Graphene and boron nitride nanoribbons with multiple doping: an ab initio study

Abstract

Nanoribbons are strong candidates for use in future nanoelectronics devices due to reduced dimensionality end fascinating properties. Despite their rich properties, they have some limitations such as the wide bandgap and no magnetic order of boron nitride nanoribbons and the absence/small energy gap of graphene nanoribbons. The chemical doping of nanoribbons is an interesting topic since the structural, electronic, magnetic, and quantum transport properties could be significantly altered depending on the species of the dopant, the location of the dopants in the structure and their concentration.
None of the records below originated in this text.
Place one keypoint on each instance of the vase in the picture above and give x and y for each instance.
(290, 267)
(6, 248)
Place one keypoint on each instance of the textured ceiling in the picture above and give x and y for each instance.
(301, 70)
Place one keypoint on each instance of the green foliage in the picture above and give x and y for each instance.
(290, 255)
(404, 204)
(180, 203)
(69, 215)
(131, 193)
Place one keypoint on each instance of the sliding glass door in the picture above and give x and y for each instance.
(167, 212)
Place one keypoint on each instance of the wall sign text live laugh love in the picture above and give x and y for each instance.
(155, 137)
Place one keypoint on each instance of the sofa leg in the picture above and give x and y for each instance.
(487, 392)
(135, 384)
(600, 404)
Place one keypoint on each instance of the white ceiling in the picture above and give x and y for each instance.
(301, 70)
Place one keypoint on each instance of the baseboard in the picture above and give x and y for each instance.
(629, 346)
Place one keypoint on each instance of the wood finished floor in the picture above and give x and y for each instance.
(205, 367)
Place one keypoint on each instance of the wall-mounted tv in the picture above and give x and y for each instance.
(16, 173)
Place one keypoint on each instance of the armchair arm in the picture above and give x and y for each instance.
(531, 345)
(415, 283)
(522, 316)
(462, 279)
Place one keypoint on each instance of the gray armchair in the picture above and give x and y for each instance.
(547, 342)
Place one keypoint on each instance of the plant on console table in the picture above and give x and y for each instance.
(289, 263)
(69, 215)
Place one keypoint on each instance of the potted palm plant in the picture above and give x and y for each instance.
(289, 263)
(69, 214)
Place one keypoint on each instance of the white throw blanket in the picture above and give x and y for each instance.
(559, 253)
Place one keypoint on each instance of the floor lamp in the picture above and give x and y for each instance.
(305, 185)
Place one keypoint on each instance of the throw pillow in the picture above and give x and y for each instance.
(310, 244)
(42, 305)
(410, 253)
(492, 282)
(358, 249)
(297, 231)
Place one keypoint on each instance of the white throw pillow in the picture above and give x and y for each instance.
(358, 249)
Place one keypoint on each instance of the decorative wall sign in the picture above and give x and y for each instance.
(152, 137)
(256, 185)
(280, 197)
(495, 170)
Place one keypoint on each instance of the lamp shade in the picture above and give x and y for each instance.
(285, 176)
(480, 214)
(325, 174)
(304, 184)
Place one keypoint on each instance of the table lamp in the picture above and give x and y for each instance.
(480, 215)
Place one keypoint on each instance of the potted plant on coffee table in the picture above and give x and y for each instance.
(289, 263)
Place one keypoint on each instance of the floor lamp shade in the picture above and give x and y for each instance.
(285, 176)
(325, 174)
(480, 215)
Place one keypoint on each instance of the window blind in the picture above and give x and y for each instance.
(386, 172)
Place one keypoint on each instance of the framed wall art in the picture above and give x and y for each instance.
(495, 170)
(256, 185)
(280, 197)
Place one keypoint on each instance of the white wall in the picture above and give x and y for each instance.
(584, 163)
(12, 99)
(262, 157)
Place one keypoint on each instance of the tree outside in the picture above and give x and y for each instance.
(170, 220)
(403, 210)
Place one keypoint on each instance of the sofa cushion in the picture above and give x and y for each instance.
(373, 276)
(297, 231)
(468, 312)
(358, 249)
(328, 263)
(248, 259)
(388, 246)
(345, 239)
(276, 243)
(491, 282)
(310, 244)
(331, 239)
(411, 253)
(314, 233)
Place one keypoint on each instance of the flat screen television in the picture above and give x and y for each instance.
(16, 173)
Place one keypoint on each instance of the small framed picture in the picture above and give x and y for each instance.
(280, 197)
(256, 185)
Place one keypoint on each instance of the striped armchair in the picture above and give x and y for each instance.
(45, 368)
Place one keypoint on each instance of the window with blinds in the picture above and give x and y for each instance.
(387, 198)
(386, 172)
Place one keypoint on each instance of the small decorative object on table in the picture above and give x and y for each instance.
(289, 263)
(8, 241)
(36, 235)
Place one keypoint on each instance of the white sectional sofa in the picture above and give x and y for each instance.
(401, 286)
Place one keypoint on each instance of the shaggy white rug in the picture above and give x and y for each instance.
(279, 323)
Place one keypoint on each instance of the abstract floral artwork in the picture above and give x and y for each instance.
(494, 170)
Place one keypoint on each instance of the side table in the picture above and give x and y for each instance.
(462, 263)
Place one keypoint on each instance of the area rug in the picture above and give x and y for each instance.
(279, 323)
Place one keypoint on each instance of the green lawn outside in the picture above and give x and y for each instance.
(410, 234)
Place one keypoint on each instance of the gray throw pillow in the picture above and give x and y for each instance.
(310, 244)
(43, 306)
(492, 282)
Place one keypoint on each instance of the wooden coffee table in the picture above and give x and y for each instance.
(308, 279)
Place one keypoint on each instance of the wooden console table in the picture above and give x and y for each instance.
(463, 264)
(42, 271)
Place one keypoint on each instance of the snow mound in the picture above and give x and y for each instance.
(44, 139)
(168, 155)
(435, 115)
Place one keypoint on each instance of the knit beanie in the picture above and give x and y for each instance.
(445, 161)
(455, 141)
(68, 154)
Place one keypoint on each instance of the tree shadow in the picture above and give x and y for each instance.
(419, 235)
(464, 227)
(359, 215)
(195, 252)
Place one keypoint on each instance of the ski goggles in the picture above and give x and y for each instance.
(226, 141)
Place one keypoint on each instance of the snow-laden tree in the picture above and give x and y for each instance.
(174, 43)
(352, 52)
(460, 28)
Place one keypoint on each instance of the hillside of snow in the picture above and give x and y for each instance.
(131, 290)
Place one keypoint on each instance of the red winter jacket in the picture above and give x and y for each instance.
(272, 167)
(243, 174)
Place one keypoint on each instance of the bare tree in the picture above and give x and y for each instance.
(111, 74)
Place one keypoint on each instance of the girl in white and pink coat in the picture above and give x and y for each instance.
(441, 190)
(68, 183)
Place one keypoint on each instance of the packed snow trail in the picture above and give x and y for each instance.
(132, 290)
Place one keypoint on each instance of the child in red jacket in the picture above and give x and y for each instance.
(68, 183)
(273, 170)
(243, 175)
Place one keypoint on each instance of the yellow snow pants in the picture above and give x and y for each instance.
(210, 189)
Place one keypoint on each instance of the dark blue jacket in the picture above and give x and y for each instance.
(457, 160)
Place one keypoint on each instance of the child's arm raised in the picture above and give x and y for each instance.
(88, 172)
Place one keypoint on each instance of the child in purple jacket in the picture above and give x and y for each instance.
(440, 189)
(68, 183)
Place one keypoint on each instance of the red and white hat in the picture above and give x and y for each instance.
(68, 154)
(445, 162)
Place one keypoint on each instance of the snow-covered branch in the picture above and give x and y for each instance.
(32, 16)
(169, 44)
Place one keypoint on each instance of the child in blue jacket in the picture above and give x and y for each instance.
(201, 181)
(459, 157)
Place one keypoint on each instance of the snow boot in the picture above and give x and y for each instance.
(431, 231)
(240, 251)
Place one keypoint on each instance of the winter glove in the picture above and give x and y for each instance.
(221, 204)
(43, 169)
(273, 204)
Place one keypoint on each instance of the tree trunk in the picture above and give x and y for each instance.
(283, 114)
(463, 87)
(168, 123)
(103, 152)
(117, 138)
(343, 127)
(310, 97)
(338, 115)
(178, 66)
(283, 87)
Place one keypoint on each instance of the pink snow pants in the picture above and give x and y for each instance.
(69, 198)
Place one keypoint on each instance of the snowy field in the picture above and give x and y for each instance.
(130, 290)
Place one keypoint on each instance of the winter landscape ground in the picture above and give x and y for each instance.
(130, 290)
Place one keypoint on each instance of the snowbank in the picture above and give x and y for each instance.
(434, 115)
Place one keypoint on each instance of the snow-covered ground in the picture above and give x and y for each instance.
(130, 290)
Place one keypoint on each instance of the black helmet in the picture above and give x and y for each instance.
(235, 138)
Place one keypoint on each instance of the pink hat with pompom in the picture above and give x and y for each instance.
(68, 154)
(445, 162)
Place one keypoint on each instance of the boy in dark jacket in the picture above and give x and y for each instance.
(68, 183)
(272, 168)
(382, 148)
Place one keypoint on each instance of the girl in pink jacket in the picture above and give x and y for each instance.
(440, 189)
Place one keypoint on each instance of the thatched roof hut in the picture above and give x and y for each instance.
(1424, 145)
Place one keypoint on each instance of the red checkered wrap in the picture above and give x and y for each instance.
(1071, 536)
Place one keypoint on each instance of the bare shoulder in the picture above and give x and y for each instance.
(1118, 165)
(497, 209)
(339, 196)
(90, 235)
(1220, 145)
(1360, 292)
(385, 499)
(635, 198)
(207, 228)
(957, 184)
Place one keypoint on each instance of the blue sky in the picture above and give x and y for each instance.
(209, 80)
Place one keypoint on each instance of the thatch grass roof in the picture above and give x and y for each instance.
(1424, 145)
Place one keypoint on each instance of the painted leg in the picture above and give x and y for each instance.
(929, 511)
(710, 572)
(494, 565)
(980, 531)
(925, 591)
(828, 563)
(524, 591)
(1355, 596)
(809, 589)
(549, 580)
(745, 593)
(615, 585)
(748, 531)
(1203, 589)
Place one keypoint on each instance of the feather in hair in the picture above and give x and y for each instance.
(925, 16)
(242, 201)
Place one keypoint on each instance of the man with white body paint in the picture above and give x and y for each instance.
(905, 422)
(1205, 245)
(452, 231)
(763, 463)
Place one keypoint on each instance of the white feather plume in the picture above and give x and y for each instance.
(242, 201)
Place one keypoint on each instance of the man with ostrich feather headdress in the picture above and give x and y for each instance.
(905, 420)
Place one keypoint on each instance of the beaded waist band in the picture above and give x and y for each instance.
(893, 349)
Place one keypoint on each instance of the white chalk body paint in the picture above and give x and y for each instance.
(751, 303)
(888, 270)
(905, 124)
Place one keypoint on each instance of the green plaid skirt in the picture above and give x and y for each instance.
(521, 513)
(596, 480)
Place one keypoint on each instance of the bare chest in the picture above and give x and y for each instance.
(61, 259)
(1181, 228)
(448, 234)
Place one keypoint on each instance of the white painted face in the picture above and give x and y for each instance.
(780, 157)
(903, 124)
Here, we study the chemical doping of armchair and zigzag graphene/boron nitride nanoribbons using density functional theory. We investigate the structural, electronic and magnetic properties of these systems. We find that the armchair edge could reduce its energy by establishing a double bond between the outer carbon atoms. Chemical doping with boron and nitrogen atoms in graphene nanoribbons act as a p-type and n-type dopant, which introduce impurity states close to the valence and conduction bands, increasing/opening the energy gap tuning both the nanoelectronic and the nanomagnetic properties. In boron nitride nanoribbons the controlled chemical doping shows itself an important tool to reduce the wide energy gap and to introduce magnetism in these systems. The zigzag graphene nanoribbons, originally, present an imbalance between spin up and spin down, such as their edges belong to different sublattices. However, the doping, in different sublattices, due to the same type of atom, produces a balance between spin up and spin down, resulting in a null polarization.